Across the state, Joy said the NDCW not only goes into the schools personally, but they donate agricultural books to schools, as well as libraries.
“Hopefully, kids will check them out and be able to get the message that way, too,” she said.
The NDCW covers the entire state with women on the board who are living on ranches and areas in all parts of the state.
“It’s a nice representation,” Joy said.
The goal, as it always has been, is to maintain and increase the demand for beef and to talk to people about eating beef and the benefits of beef. In addition, Joy said NDCW members also talk about ranching practices and “how we’re stewards of the land.”
“There is so much misinformation out there. If you can give people a positive place to ask the questions, that is the biggest thing,” she said. “The ag community needs to be open to answering those questions and be proactive about it.”

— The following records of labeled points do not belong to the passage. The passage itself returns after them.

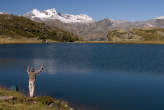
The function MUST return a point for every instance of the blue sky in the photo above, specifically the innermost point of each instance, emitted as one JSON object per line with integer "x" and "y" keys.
{"x": 132, "y": 10}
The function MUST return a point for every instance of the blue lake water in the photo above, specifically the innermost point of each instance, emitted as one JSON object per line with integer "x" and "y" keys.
{"x": 93, "y": 76}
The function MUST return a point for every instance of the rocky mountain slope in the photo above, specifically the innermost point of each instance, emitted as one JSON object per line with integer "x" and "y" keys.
{"x": 16, "y": 27}
{"x": 136, "y": 34}
{"x": 85, "y": 27}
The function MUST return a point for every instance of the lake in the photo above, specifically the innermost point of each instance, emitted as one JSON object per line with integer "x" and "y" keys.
{"x": 91, "y": 76}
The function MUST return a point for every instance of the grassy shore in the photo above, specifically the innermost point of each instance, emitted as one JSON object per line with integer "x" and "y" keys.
{"x": 23, "y": 41}
{"x": 21, "y": 102}
{"x": 35, "y": 41}
{"x": 124, "y": 42}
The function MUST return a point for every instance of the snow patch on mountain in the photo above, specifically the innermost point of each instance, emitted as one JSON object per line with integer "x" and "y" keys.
{"x": 161, "y": 17}
{"x": 3, "y": 13}
{"x": 52, "y": 14}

The NDCW has a Facebook page to put out positive information, and this year, the organization began online membership for the first time.
“That has been amazing because we had been doing just a paper brochure membership form, and this year we started online membership via the website. We had a great reaction and we have added new members from doing that,” Joy said.

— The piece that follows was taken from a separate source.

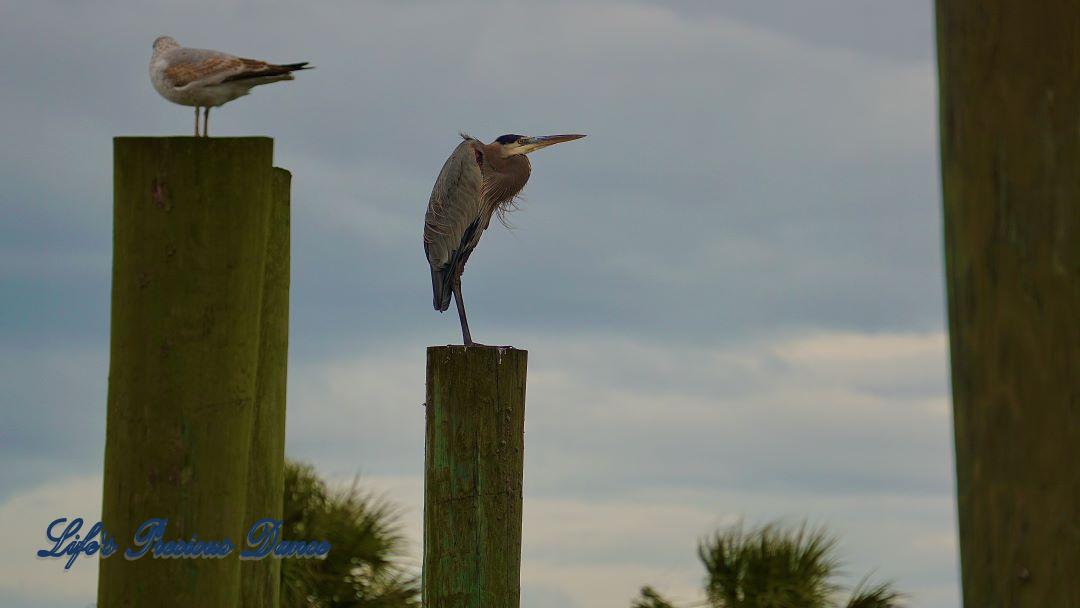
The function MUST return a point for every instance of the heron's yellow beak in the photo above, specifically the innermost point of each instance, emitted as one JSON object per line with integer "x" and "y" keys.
{"x": 534, "y": 144}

The NDCW helps out the North Dakota State University Collegiate CattleWomen, as well.
“They do their own activities, and we help them to do the reports because we do utilize checkoff dollars,” she said, adding they will reimburse them for their activities. “We sponsored a couple of them to attend the North Dakota Stockmen’s Association Top Hands Leadership Summit this fall.”
NDCW members are looking forward to a virtual beef run this spring that will be held online. People can sign up to run or walk a 5K and donate to the fundraiser. Participants will receive a t-shirt and a beef stick.
They will also be hosting the national meeting next summer in Watford City, N.D. The national organization is known as the American National CattleWomen.
Region 3 and Region 7 (North Dakota’s region) will host the meetings and educational workshops.
“It is so exciting to have other cattle women from other states come, especially into Watford City into the Badlands to see the beauty of western North Dakota,” Joy said.